Zorich's Mathematical Analysis Page 286:
- a) Making the formal substitution $z-a=(z-z_0)+(z_0-a)$ in the power series $\sum_{n=0}^{\infty}A_n(z-a)^n$ and gathering like terms, obtain a series $\sum_{n=0}^\infty C_n(z-z_0)^n$ and expressions for its oefficients in terms of $A_k$ and $(z_0-a)^k,k=0,1,2,\cdots$
b) Verify that if the original series converges in the disk $|z-a|<R$ and $|z_0-a|=r<R$ then the series defining $C_n,n=0,1,\cdots,$ converges absolutely and the series $\sum_{n=0}^\infty C_n(z-z_0)^n$ converges to $|z-z_0|<R-r$.

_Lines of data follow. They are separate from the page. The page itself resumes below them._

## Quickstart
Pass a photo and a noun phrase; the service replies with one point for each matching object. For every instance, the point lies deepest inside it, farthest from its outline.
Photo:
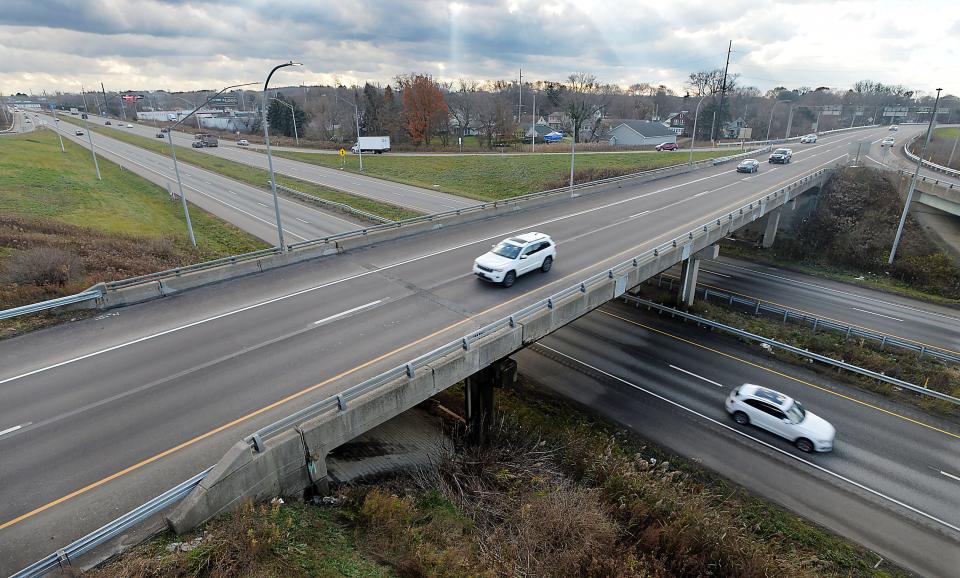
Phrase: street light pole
(96, 164)
(693, 136)
(293, 116)
(266, 137)
(176, 167)
(913, 182)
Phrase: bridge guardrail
(340, 402)
(814, 322)
(790, 348)
(235, 259)
(87, 295)
(931, 180)
(932, 166)
(64, 555)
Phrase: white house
(641, 132)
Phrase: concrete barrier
(295, 459)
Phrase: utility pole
(90, 136)
(723, 90)
(913, 182)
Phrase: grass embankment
(558, 493)
(891, 361)
(848, 237)
(493, 177)
(251, 175)
(62, 230)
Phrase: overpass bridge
(128, 403)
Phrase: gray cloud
(187, 44)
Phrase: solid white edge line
(692, 374)
(941, 471)
(770, 446)
(347, 312)
(16, 427)
(877, 314)
(832, 290)
(365, 273)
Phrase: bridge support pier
(478, 397)
(773, 222)
(690, 272)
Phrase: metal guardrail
(787, 314)
(87, 295)
(176, 272)
(341, 401)
(64, 555)
(793, 138)
(517, 200)
(932, 166)
(790, 348)
(931, 180)
(339, 206)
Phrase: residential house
(640, 132)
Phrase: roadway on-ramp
(131, 402)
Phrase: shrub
(43, 266)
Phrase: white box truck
(372, 144)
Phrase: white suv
(515, 256)
(780, 415)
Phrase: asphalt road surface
(894, 157)
(247, 207)
(417, 198)
(911, 319)
(892, 482)
(101, 414)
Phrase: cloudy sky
(191, 44)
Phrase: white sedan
(781, 415)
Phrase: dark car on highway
(781, 156)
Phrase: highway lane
(245, 206)
(892, 482)
(184, 374)
(894, 157)
(417, 198)
(903, 317)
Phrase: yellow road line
(784, 375)
(302, 392)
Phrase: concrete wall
(295, 460)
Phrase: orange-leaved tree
(423, 106)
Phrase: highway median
(62, 230)
(251, 175)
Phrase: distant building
(640, 132)
(680, 123)
(732, 128)
(540, 130)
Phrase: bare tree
(582, 99)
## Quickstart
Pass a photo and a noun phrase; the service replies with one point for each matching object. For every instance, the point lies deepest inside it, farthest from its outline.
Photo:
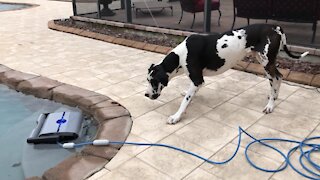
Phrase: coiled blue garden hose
(314, 172)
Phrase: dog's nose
(155, 96)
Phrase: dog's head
(157, 80)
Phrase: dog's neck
(171, 65)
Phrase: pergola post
(74, 7)
(207, 16)
(128, 10)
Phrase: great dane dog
(207, 55)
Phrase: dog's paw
(184, 93)
(173, 119)
(268, 109)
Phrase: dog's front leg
(185, 102)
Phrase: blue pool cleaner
(306, 150)
(58, 126)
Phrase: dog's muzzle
(153, 96)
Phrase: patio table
(152, 6)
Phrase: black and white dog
(208, 55)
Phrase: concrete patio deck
(209, 127)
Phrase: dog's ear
(150, 68)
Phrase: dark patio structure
(300, 29)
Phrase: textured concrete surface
(209, 127)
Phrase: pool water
(7, 6)
(18, 115)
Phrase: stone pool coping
(293, 76)
(114, 121)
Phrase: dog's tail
(285, 47)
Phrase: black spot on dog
(224, 46)
(170, 62)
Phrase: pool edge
(114, 120)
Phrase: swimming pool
(19, 113)
(8, 6)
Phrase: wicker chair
(195, 6)
(301, 11)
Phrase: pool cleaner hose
(306, 150)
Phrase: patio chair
(194, 6)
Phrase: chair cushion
(215, 4)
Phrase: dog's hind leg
(275, 78)
(266, 54)
(185, 102)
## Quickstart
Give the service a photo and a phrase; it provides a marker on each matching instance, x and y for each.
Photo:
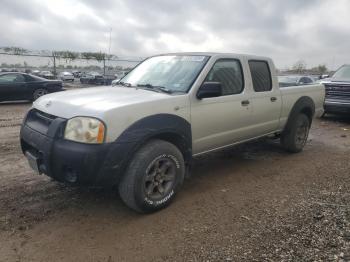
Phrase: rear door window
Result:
(261, 75)
(229, 73)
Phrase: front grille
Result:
(338, 91)
(39, 121)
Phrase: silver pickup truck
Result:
(142, 134)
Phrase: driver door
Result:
(220, 121)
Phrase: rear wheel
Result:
(153, 177)
(294, 139)
(38, 93)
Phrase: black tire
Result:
(39, 92)
(294, 138)
(138, 188)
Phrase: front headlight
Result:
(85, 130)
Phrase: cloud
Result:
(316, 31)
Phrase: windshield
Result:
(176, 73)
(288, 79)
(342, 73)
(37, 78)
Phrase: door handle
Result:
(245, 102)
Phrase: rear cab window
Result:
(229, 73)
(261, 75)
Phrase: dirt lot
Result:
(253, 202)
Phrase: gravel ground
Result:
(253, 202)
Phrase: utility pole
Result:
(54, 65)
(110, 41)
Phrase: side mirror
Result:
(209, 89)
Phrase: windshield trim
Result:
(207, 58)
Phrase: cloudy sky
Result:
(317, 31)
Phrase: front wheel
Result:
(294, 139)
(153, 177)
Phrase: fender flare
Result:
(169, 127)
(303, 105)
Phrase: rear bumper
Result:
(72, 162)
(336, 106)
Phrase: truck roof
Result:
(219, 54)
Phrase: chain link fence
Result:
(106, 65)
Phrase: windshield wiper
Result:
(156, 88)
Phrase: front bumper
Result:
(336, 106)
(73, 162)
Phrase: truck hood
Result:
(94, 101)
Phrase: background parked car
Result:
(21, 86)
(66, 76)
(35, 72)
(338, 91)
(92, 78)
(294, 80)
(77, 74)
(47, 75)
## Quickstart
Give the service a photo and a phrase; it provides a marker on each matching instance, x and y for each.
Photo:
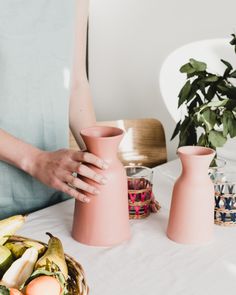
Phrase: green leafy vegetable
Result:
(210, 102)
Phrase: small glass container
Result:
(225, 199)
(217, 171)
(140, 195)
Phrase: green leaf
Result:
(232, 126)
(211, 92)
(218, 103)
(233, 74)
(184, 92)
(4, 290)
(228, 69)
(198, 65)
(202, 140)
(187, 68)
(209, 119)
(176, 131)
(211, 78)
(216, 138)
(231, 104)
(225, 123)
(233, 41)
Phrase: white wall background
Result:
(129, 40)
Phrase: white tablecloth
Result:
(149, 263)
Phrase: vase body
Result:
(104, 221)
(191, 218)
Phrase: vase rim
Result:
(101, 132)
(148, 171)
(196, 151)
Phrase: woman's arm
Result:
(54, 169)
(16, 152)
(81, 108)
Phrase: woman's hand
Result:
(55, 169)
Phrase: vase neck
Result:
(104, 148)
(195, 167)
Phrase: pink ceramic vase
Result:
(105, 220)
(191, 217)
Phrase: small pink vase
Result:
(105, 220)
(191, 219)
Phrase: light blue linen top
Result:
(36, 49)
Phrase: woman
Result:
(37, 106)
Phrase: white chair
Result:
(171, 80)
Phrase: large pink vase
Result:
(191, 219)
(105, 220)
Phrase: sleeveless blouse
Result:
(36, 50)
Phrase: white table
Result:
(149, 263)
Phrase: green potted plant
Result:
(209, 103)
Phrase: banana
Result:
(18, 248)
(41, 248)
(20, 270)
(53, 255)
(9, 226)
(6, 260)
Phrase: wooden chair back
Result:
(143, 143)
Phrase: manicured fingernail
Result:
(103, 180)
(86, 200)
(105, 166)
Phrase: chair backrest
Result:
(208, 51)
(143, 143)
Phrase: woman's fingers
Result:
(81, 185)
(86, 157)
(73, 192)
(85, 171)
(89, 173)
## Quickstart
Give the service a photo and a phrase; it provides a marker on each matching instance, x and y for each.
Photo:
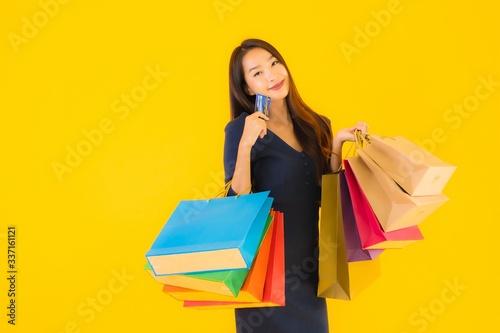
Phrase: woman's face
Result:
(265, 75)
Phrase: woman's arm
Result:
(255, 127)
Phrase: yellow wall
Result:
(139, 88)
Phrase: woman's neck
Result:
(278, 114)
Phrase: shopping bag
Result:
(370, 231)
(253, 286)
(226, 283)
(210, 235)
(394, 208)
(354, 250)
(333, 270)
(274, 287)
(415, 169)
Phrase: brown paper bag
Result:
(333, 268)
(395, 209)
(416, 170)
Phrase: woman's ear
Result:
(249, 91)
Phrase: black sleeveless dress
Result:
(290, 176)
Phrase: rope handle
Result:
(225, 190)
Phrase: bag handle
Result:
(225, 190)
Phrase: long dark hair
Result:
(312, 130)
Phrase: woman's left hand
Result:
(347, 134)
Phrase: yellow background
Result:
(79, 231)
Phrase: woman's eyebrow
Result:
(255, 67)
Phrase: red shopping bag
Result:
(274, 287)
(370, 231)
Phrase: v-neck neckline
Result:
(286, 143)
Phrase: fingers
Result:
(259, 115)
(362, 127)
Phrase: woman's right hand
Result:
(255, 127)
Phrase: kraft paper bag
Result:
(333, 269)
(394, 208)
(211, 235)
(274, 287)
(416, 170)
(354, 250)
(370, 231)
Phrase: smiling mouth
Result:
(277, 86)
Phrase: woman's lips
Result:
(277, 86)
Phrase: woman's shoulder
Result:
(237, 124)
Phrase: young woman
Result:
(285, 153)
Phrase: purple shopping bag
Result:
(354, 249)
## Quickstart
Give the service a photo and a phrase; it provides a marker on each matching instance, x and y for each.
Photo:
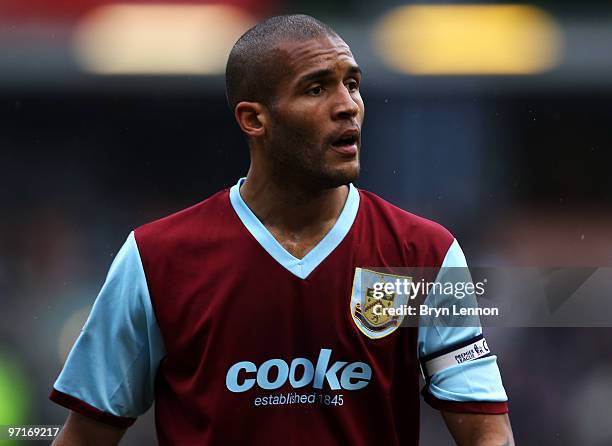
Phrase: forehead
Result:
(299, 57)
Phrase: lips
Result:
(346, 142)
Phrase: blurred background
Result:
(493, 119)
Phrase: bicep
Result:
(79, 430)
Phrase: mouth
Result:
(347, 143)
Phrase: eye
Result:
(315, 91)
(352, 85)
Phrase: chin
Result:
(341, 176)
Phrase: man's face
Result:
(314, 134)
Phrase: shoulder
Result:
(201, 221)
(427, 239)
(387, 213)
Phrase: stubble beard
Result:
(297, 161)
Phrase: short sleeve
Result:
(472, 385)
(109, 374)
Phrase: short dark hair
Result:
(251, 74)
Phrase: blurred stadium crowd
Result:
(493, 120)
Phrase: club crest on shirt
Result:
(369, 305)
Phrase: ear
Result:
(252, 118)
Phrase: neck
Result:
(290, 207)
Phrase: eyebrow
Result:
(323, 73)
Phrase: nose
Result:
(346, 107)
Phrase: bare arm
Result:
(479, 429)
(83, 431)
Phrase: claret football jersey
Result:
(239, 342)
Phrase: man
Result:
(237, 316)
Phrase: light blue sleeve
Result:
(113, 363)
(477, 380)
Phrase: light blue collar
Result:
(300, 267)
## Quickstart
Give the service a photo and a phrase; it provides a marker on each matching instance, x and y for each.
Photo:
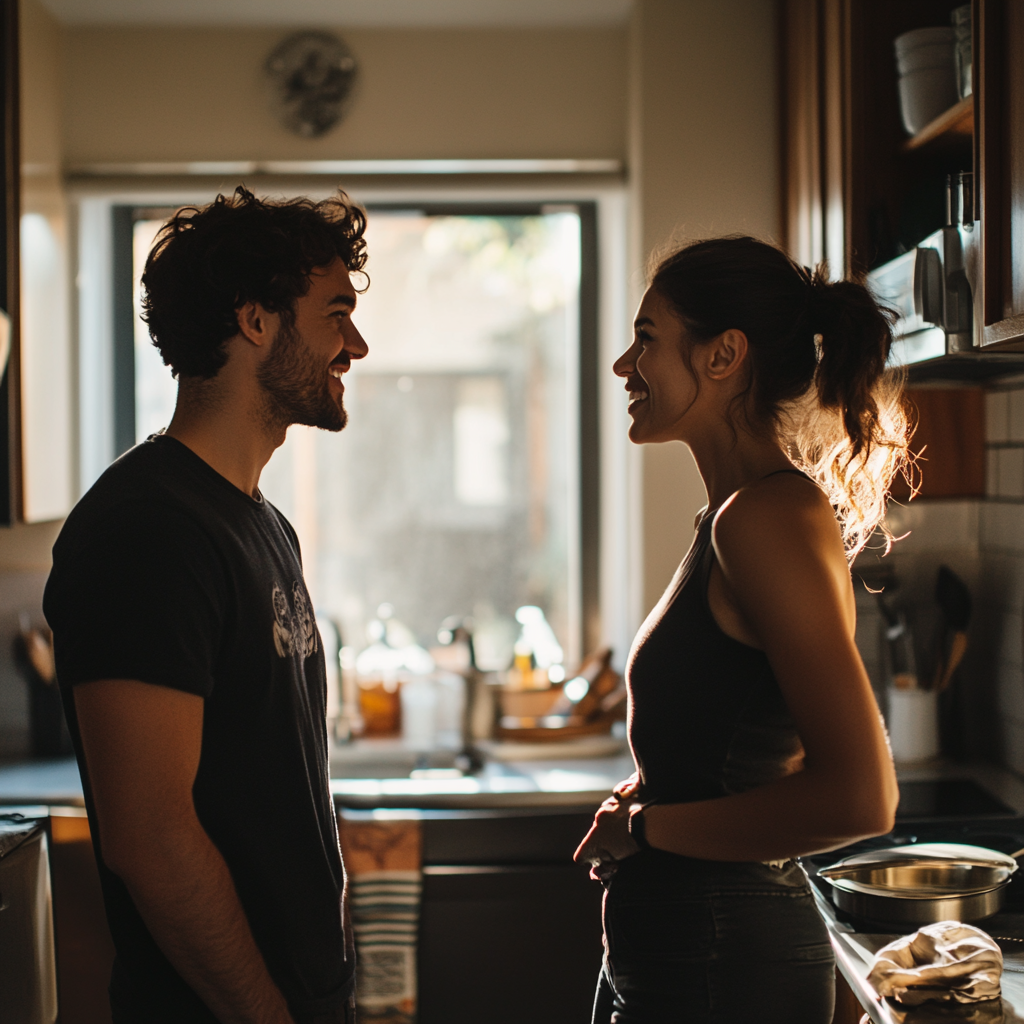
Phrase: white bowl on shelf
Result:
(925, 94)
(923, 37)
(924, 57)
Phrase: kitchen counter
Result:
(855, 946)
(385, 774)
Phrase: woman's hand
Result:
(608, 840)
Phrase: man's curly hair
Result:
(209, 261)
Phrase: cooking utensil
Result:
(954, 600)
(909, 886)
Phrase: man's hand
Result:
(141, 754)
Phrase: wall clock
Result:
(311, 75)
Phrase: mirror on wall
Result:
(45, 383)
(10, 499)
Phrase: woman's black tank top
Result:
(707, 715)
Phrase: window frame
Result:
(586, 484)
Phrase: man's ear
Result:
(255, 324)
(726, 354)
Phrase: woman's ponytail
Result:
(855, 438)
(818, 351)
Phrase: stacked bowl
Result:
(925, 58)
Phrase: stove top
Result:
(1005, 834)
(947, 798)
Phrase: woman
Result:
(753, 723)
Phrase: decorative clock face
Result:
(311, 75)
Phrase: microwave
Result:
(929, 289)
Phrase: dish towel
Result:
(383, 860)
(947, 962)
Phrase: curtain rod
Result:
(344, 167)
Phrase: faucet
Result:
(459, 631)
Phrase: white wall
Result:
(173, 93)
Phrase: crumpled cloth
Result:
(947, 962)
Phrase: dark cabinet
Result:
(510, 929)
(858, 190)
(999, 161)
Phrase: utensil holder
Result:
(913, 725)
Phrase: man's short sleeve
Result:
(141, 597)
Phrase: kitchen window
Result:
(466, 482)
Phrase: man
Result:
(190, 668)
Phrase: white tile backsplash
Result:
(1000, 582)
(1013, 743)
(1016, 403)
(1010, 691)
(1010, 643)
(997, 416)
(992, 472)
(1001, 526)
(937, 524)
(1011, 470)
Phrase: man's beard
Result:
(297, 386)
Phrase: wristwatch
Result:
(637, 826)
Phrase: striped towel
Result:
(385, 883)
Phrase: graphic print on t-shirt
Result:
(294, 626)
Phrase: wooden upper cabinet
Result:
(858, 192)
(998, 42)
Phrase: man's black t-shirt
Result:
(168, 573)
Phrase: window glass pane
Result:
(156, 389)
(453, 489)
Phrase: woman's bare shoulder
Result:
(777, 514)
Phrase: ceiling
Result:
(365, 13)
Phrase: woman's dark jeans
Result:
(707, 942)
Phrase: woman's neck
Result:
(728, 462)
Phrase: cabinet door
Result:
(506, 944)
(999, 158)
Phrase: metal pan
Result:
(909, 886)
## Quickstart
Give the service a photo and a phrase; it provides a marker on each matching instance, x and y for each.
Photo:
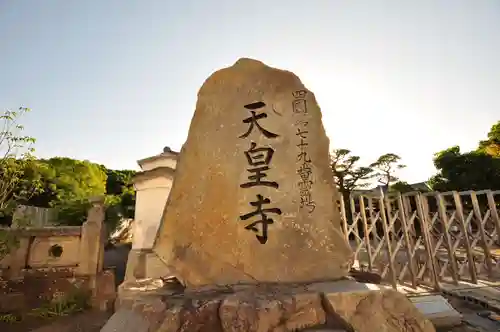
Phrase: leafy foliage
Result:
(402, 187)
(491, 146)
(474, 170)
(347, 174)
(385, 167)
(15, 159)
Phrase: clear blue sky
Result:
(113, 81)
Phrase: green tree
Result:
(15, 159)
(347, 174)
(491, 146)
(402, 187)
(385, 168)
(68, 185)
(475, 170)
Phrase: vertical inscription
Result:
(259, 161)
(304, 169)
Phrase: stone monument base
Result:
(345, 305)
(144, 263)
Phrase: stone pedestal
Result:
(153, 305)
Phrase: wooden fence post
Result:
(408, 240)
(344, 217)
(365, 230)
(422, 210)
(92, 241)
(482, 233)
(443, 217)
(385, 225)
(494, 214)
(461, 218)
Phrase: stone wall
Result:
(50, 262)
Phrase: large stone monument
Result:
(250, 228)
(253, 196)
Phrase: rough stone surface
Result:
(276, 307)
(385, 311)
(204, 237)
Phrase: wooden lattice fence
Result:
(425, 238)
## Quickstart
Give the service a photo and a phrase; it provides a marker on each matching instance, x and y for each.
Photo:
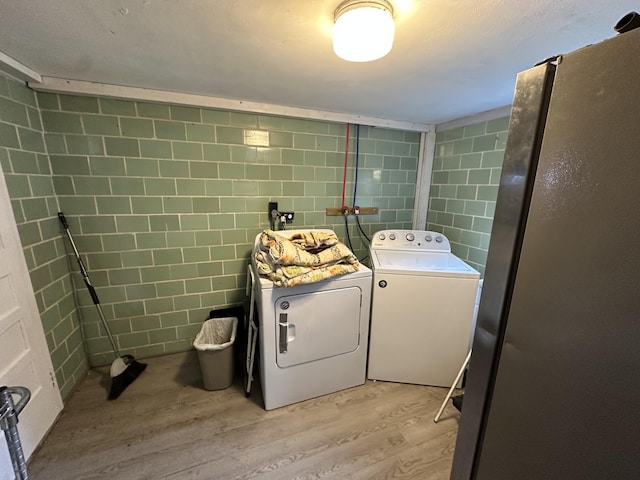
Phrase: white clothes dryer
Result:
(313, 338)
(423, 300)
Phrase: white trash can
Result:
(214, 344)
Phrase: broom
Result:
(124, 369)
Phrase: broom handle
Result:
(87, 282)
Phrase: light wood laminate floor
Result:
(166, 426)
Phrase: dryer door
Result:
(317, 325)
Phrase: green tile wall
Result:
(25, 164)
(166, 201)
(464, 186)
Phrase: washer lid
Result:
(420, 262)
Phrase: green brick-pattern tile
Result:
(28, 174)
(166, 201)
(465, 179)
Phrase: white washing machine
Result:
(423, 301)
(312, 338)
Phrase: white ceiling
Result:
(451, 58)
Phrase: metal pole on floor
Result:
(9, 424)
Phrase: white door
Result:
(313, 326)
(24, 356)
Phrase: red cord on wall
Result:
(346, 159)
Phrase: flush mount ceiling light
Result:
(363, 30)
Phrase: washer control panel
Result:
(410, 240)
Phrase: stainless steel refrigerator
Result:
(553, 385)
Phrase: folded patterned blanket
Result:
(307, 257)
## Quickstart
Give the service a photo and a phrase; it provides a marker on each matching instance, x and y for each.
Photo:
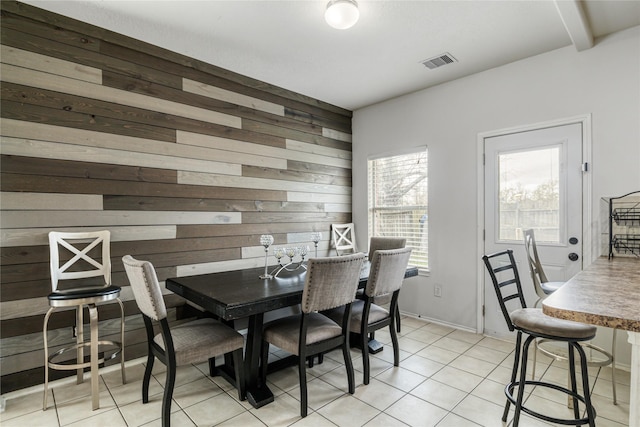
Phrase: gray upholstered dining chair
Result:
(330, 282)
(192, 342)
(385, 278)
(383, 243)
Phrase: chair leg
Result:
(613, 366)
(523, 379)
(585, 385)
(93, 325)
(122, 370)
(46, 360)
(514, 371)
(147, 376)
(535, 358)
(396, 346)
(302, 373)
(168, 393)
(79, 341)
(240, 380)
(349, 365)
(364, 348)
(572, 381)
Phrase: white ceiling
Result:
(288, 44)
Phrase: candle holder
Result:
(266, 240)
(316, 236)
(290, 252)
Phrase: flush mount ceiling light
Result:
(342, 14)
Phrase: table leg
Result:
(257, 394)
(634, 402)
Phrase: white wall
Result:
(603, 81)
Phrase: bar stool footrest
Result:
(508, 391)
(75, 366)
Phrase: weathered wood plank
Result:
(43, 184)
(299, 101)
(287, 217)
(26, 219)
(75, 140)
(336, 134)
(42, 201)
(92, 106)
(248, 182)
(317, 149)
(84, 153)
(26, 59)
(275, 130)
(210, 91)
(186, 231)
(294, 196)
(91, 122)
(30, 26)
(27, 77)
(189, 138)
(206, 205)
(89, 170)
(35, 236)
(47, 46)
(293, 175)
(315, 168)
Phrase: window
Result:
(398, 201)
(530, 194)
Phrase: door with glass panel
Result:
(533, 180)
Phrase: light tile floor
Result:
(447, 377)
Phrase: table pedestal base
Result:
(259, 397)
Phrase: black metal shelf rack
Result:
(624, 212)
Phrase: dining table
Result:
(243, 294)
(606, 293)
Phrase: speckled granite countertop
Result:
(606, 293)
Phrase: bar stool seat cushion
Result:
(85, 293)
(550, 287)
(535, 321)
(284, 332)
(200, 340)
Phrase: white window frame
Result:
(416, 213)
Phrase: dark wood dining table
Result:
(240, 294)
(606, 293)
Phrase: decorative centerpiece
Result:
(291, 253)
(266, 240)
(290, 258)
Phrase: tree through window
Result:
(398, 201)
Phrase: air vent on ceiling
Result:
(439, 61)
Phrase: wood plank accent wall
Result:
(187, 164)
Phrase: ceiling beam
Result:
(575, 21)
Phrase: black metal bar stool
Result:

c) Show that if $f(z)=\sum_{n=0}^\infty A_n(z-a)^n$ in the disk $|z-a|<R$ and $|z_0-a|<R$, then in the disk $|z-z_0|<R-|z_0-a|$ the function $f$ admits the representation $f(z)=\sum_{n=0}^\infty C_n(z-z_0)^n$
I have managed to solve part $a)$, but have no idea for part $b)$.
My Attempt for part a)
$$I=\sum_{n=0}^{\infty}A_n(z-a)^n$$$$=\sum_{n=0}^\infty A_n[(z-z_0)+(z_0-a)]^n$$$$=\sum_{n=0}^\infty A_n\sum_{k=0}^n \binom{n}{k} (z_0-a)^{n-k}(z-z_0)^k$$$$=\sum_{n=0}^\infty A_n\sum_{k=0}^\infty \binom{n}{k} (z_0-a)^{n-k}(z-z_0)^k$$$$=\sum_{n=0}^\infty \sum_{k=0}^\infty A_n \binom {n}{k} (z_0-a)^{n-k}(z-z_0)^k$$$$\sum_{k=0}^\infty \sum_{n=k}^\infty A_n\binom {n}{k} (z_0-a)^{n-k}(z-z_0)^k$$$$\sum_{k=0}^\infty \left( \sum_{n=k}^\infty A_n\binom {n}{k} (z_0-a)^{n-k}\right)(z-z_0)^k$$
Which gives us $C_k= \sum_{n=k}^\infty A_n\binom {n}{k} (z_0-a)^{n-k}$
My Partial Attempt for part b)
We know by Hadamard Theorem that $\overline{\lim_{n\to\infty}}\sqrt[n]{|A_n|}=\frac 1 R$, and we are now to prove that $\overline{\lim_{k\to\infty}}\sqrt[k]{|c_k|}=\frac{1}{R-r}.$
But I have failed to prove this limit equality. Could you help me?